Once cooled, pull the crimped capped reaction vials out of the blocks and place the vials into 24 well plates in the spatial configuration desired for the 96 well plate (3 replicates per sample or standard, 6 standard concentrations and 26 samples per 96 well plate). Standards are usually included on the left side of each plate.
Decap the reaction vials with the decrimper and return each vial to its well plate location. Deposit the decrimped caps into a secondary waste container. Be careful to avoid chromic acid droplets caused by the decapping mechanism.
Load 200 µL of each standard and sample vial reaction solution to a well in a 96 well plate. Make three replicates in triplicate horizontally across the plate for each vial.
Place the plate into the plate reader and read the 620 nm absorbance for each well.
Calculation of Total Lipid Contents from the Plate Reader Absorbance
Calculation of Total Lipid Contents from the Plate Reader Absorbance
Export the 620 nm absorbance data. Calculate the average 620 nm absorbance for each sample and standard triplicate.
Generate a standard curve from the standards. Calculate the net 620 nm absorbance for each standard concentration as:
ave 620 nm ABS of the standard concentration - ave 620 nm ABS of the 0.0 mg/mL standard
Plot the net 620 nm absorbance for each standard concentration against the standard lipid concentration (mg lipid/mL). Apply a linear best fit line with a zero intercept.
Calculate the net 620 nm absorbance for each sample triplicate as:
ave 620 nm ABS of the sample triplicate - ave 620 nm ABS of the 0.0 mg/mL standard
If sample absorbances indicate that the samples were too concentrated (above 1.0 mg/mL), repeat the plate reading with a 1:4 diluted sample reaction solution (120 µL sample reaction solution diluted with 480 uL chromic acid reagent, mixed well and run in triplicate). Do not dilute the external standards if diluted samples are rerun.
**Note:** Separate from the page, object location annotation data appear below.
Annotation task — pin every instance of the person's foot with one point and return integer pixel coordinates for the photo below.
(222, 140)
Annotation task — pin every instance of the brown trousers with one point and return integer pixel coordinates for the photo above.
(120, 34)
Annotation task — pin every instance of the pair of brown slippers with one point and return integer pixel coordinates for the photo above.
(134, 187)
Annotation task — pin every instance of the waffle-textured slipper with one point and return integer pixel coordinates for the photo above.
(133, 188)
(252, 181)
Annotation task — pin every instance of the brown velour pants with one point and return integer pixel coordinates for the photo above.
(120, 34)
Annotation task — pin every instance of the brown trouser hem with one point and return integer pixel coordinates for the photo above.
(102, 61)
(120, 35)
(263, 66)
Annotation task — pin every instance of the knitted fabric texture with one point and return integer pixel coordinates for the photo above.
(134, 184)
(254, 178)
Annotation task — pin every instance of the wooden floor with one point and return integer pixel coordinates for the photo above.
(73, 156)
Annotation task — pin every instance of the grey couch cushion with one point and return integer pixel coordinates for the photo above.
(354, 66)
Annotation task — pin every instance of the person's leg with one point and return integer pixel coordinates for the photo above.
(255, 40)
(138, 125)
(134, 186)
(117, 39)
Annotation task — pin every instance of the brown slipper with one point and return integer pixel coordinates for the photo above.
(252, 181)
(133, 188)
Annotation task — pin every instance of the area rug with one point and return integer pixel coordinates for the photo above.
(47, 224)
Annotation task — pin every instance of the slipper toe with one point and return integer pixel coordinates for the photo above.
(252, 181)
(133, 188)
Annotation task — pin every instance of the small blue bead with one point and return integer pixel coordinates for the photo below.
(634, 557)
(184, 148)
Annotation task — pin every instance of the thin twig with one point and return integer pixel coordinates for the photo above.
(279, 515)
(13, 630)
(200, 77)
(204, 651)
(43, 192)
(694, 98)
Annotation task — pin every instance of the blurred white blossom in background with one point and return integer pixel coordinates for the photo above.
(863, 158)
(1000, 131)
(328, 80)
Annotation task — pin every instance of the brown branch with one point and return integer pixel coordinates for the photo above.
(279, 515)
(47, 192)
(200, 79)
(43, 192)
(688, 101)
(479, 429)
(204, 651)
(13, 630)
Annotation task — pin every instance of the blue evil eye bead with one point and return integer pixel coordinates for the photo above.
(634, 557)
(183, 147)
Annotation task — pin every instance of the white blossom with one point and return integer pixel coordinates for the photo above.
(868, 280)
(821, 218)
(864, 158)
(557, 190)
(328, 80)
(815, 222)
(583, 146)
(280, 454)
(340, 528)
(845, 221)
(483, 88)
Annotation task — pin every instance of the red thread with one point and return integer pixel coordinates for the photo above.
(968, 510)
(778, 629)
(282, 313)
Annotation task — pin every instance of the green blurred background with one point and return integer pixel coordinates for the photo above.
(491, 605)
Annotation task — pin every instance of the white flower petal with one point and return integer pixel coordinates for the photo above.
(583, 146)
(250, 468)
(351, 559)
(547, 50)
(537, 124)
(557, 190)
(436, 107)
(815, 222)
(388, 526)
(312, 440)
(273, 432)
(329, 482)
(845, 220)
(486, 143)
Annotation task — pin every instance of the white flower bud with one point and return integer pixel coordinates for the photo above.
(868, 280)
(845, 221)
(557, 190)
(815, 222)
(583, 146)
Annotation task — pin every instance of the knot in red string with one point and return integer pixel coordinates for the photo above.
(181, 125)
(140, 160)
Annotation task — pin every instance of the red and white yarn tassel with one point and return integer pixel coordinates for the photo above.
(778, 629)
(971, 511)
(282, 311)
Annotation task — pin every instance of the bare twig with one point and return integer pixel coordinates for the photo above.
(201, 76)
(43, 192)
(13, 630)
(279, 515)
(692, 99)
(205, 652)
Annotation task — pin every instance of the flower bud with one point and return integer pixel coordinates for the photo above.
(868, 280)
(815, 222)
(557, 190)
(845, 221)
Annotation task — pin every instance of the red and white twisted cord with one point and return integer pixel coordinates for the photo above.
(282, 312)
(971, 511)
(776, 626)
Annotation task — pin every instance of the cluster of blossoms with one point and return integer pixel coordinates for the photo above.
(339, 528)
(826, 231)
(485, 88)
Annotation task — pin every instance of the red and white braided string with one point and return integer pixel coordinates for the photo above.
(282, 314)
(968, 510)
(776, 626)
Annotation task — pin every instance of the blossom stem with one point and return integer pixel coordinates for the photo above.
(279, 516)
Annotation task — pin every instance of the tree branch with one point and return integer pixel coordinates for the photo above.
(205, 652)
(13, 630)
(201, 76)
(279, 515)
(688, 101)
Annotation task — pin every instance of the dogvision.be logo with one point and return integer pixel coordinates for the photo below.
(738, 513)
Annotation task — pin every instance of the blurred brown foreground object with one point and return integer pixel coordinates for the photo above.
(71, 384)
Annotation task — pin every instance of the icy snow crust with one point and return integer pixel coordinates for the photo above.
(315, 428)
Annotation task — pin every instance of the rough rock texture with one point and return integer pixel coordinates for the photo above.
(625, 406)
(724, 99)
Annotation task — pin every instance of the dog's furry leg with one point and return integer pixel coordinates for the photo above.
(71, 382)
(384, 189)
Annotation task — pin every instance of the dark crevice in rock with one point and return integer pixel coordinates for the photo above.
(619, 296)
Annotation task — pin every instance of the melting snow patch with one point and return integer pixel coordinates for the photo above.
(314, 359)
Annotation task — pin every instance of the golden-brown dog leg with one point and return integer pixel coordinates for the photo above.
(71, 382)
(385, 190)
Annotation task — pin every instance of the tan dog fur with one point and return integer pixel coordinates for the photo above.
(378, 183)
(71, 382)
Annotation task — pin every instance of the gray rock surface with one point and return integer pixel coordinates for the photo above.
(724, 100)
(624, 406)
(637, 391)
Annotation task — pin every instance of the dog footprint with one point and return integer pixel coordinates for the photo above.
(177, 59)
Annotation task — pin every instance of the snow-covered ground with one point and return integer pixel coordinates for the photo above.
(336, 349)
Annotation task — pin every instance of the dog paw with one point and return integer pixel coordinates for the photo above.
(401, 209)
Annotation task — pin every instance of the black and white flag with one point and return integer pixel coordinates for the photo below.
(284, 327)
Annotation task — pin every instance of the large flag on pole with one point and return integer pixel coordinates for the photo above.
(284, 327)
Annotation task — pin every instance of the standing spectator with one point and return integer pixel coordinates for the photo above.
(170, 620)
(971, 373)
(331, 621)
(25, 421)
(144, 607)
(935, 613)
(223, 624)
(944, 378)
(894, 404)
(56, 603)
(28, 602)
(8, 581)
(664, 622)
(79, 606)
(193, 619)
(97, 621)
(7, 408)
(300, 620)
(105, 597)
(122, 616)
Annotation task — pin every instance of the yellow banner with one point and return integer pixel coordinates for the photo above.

Construct a standard curve from the average net 620 nm absorbance of each standard concentration. Plot average net 620 nm absorbance of each standard concentration against lipid amounts (in ug) and make a linear best fit line through a zero intercept.
Use the best fit equation to calculate the amount of lipid present in each sample well. Steps that were performed differently between standards and samples (i.e. dilutions, taking only a fraction of the total sample) need corrections in calculations. Make a correction to adjust for the proportion of lower chloroform/methanolic layer taken out of the total volume of this layer (i.e. if 160 µL of 690 µL chloroform/methanolic layer was taken, then 0.23x of the total layer was taken, and the correction would be the inverse (4.31x)). If sample dilutions were performed, correct using the inverse of the dilution factor (i.e. a dilution to 1/5x the initial concentration would be require a 5x correction factor).
Divide the sample total lipid amount by the pollen mass to obtain the total lipid content of the pollen sample.